Comment 2 Jon Stanley 2008-01-08 01:48:08 UTC
(This is a mass-update to all current FC6 kernel bugs in NEW state)

Hello,

I'm reviewing this bug list as part of the kernel bug triage project, an attempt
to isolate current bugs in the Fedora kernel.

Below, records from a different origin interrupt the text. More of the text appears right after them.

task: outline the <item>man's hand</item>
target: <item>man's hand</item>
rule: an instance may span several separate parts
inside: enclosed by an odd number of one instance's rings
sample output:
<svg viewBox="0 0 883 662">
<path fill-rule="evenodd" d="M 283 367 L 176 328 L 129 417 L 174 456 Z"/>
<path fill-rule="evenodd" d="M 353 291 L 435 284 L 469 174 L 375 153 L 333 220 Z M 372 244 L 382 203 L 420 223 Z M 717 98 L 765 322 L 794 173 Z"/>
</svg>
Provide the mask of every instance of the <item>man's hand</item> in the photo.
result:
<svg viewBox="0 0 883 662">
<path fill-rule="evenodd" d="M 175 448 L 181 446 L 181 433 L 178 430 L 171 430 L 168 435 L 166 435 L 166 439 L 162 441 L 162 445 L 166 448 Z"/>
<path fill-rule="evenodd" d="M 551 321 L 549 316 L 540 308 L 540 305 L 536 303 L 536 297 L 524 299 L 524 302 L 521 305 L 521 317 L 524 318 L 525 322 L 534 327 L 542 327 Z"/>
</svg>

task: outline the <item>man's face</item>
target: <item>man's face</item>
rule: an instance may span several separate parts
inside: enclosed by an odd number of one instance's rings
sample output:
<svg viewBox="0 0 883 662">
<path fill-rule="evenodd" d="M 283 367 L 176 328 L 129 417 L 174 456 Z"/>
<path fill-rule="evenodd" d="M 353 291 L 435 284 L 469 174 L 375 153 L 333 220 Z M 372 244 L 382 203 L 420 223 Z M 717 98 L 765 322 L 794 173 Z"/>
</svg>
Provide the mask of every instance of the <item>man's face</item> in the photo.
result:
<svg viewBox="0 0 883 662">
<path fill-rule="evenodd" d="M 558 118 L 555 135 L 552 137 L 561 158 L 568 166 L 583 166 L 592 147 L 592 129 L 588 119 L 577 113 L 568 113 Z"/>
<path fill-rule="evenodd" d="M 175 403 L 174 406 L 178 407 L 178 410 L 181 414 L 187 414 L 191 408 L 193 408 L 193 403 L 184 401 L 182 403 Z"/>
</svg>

http://fedoraproject.org/wiki/KernelBugTriage

I am CC'ing myself to this bug, however this version of Fedora is no longer
maintained.

Please attempt to reproduce this bug with a current version of Fedora (presently
Fedora 8). If the bug no longer exists, please close the bug or I'll do so in a
few days if there is no further information lodged.

Thanks for using Fedora!

Comment 3 Jon Stanley 2008-02-08 04:25:43 UTC
Per the previous comment in this bug, I am closing it as INSUFFICIENT_DATA,
since no information has been lodged for over 30 days.

Please re-open this bug or file a new one if you can provide the requested data,
and thanks for filing the original report!